Once a score or so of women, with a tall, frantic girl as their leader, stood for hours at the edge of the wire entanglement and called on the soldiers to shoot—if they would not feed them, to shoot. Then, receiving only silence as answer, the tall girl cried out that, by God, the soldiers should be forced to shoot! and led her companions—some cumbered with children—to tear and hurl themselves across the stretch of barbed and twisted wire. As they scrambled over, bleeding, crying and their clothes in rags, they were seized by the wrists and hustled to the gate of the camp—some limp and effortless, others kicking and writhing to get free. When the gate was closed and barred on them they beat on it—then lay about wretchedly … and at last shambled wretchedly away. …

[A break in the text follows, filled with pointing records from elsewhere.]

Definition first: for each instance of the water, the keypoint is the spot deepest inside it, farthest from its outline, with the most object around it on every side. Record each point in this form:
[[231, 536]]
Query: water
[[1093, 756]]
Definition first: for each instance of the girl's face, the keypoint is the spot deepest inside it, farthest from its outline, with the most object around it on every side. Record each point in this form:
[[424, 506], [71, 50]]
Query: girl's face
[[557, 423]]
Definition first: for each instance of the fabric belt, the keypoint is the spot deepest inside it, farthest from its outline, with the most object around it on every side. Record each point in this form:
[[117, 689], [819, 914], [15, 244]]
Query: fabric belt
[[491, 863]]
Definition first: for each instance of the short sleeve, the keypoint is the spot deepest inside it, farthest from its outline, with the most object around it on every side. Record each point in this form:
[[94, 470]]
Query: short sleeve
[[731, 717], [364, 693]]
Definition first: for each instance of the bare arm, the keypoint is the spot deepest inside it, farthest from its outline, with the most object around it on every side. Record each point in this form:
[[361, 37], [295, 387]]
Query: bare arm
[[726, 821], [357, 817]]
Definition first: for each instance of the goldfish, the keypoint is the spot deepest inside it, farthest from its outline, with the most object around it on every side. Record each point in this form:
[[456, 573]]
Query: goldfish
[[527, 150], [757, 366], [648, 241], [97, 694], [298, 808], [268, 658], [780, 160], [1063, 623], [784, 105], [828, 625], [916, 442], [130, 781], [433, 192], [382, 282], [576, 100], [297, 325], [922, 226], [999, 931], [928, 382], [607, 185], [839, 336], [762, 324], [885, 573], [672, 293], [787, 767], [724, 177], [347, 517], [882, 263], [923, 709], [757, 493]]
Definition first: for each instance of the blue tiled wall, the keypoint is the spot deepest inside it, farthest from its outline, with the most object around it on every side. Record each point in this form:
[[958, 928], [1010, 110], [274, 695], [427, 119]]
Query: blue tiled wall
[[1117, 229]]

More dreadful even than the women who dragged with them children they could not feed, were those who sought to bribe the possessors of food with the remnant of their feminine attractions; who eyed themselves anxiously in streams, pulled their sodden clothes into a semblance of jauntiness and made piteous attempts at flirtation. Money being worthless, since it could buy neither safety nor food, the price for those who traded their bodies was paid in a hunk of bread or meat. … Those women suffered most who had no man of their own to forage and fend for them, and were no longer young enough for other men to look on with pleasure. They—as humanity fell to sheer wolfishness and the right of the strongest—were beaten back and thrust aside when it came to the sharing-out of spoil.
He remembered very clearly a day when news that was authentic reached them from the outside world; an aeroplane came down with engine-trouble in a field on the edge of the camp, and the haggard-faced pilot, beset with breathless questions, laughed roughly when they asked him of London—how lately he had been there, what was happening? “Oh yes, I was over it a day or two ago. You’re no worse off than they are down south—London’s been on the run for days.” He turned back to his engine and whistled tunelessly through the silence that had fallen on his hearers. … Theodore said it over slowly to himself, “London’s been on the run for days.” If so—if so—then what, in God’s name, of Phillida?
Hitherto he had fought back his dread for Phillida, denying to himself, as he denied to others, the rumour that disaster was widespread and general, and insisting that she, at least, was safe. If there was one thing intolerable, one thing that could not be, it was Phillida vagrant, Phillida starving—his dainty lady bedraggled and grovelling for her bread … like the haggard women who had beaten with their hands on the gate. …
“It must stop,” he choked suddenly, “it must stop—it can’t go on!”
The pilot broke off from his whistling to stare at the distorted face.
“No,” he said grimly, “it can’t go on. What’s more, it’s stopping, by degrees—stopping itself; you mayn’t have noticed it yet, but we do. Taking ’em all round they’re leaving off, not coming as thick as they did. And”—his mouth twisted ironically—“we’re leaving off and for the same reason.”
“The same reason?” someone echoed him.
“Because we can’t go on. … You don’t expect us to carry on long in this, do you?” He shrugged and jerked his head towards a smoke cloud on the western skyline. “That’s what ran us—gone up in smoke. Food and factories and transport and Lord knows what beside. The things that ran us and kept us going … We’re living on our own fat now—what there is of it—and so are the people on the other side. We can just keep going as long as it lasts; but it’s getting precious short now, and when we’ve finished it—when there’s no fat left! …” He laughed unpleasantly and stared at the rolling smoke cloud.
Someone else asked him about the rumour ever-current of negotiation—whether there was truth in it, whether he had heard anything?
“Much what you’ve heard,” he said, and shrugged his shoulders. “There’s talk—there always is—plenty of it; but I don’t suppose I know any more than you do. … It stands to reason that someone must be trying to put an end to it—but who’s trying to patch it up with who? … And what is there left to patch? Lord knows! They say the real trouble is that when governments have gone there’s no one to negotiate with. No responsible authority—sometimes no authority at all. Nothing to get hold of. You can’t make terms with rabble; you can’t even find out what it wants—and it’s rabble now, here, there, and everywhere. When there’s nothing else left, how do you get hold of it, treat with it? Who makes terms, who signs, who orders? … Meanwhile, we go on till we’re told to stop—those of us that are left. … And I suppose they’re doing much the same—keeping on because they don’t know how to stop.”
Theodore asked what he meant when he spoke of “no government.” “You can’t mean it literally? You can’t mean … ?”
“Why not?” said the pilot. “Is there any here?”—and jerked his head, this time towards the road. Its long white ribbon was spotted with groups and single figures of vagrants—scarecrow vagrants—crawling onward they knew not whither.
“See that,” he said, “see that—does anyone govern it? Make rules for it, defend it, keep it alive? … And that’s everywhere.”
Someone whispered back “Everywhere” under his breath; the rest stared in silence at the spotted white ribbon of road.
“You can’t mean … ?” said Theodore again.
The airman shrugged his shoulders and laughed roughly.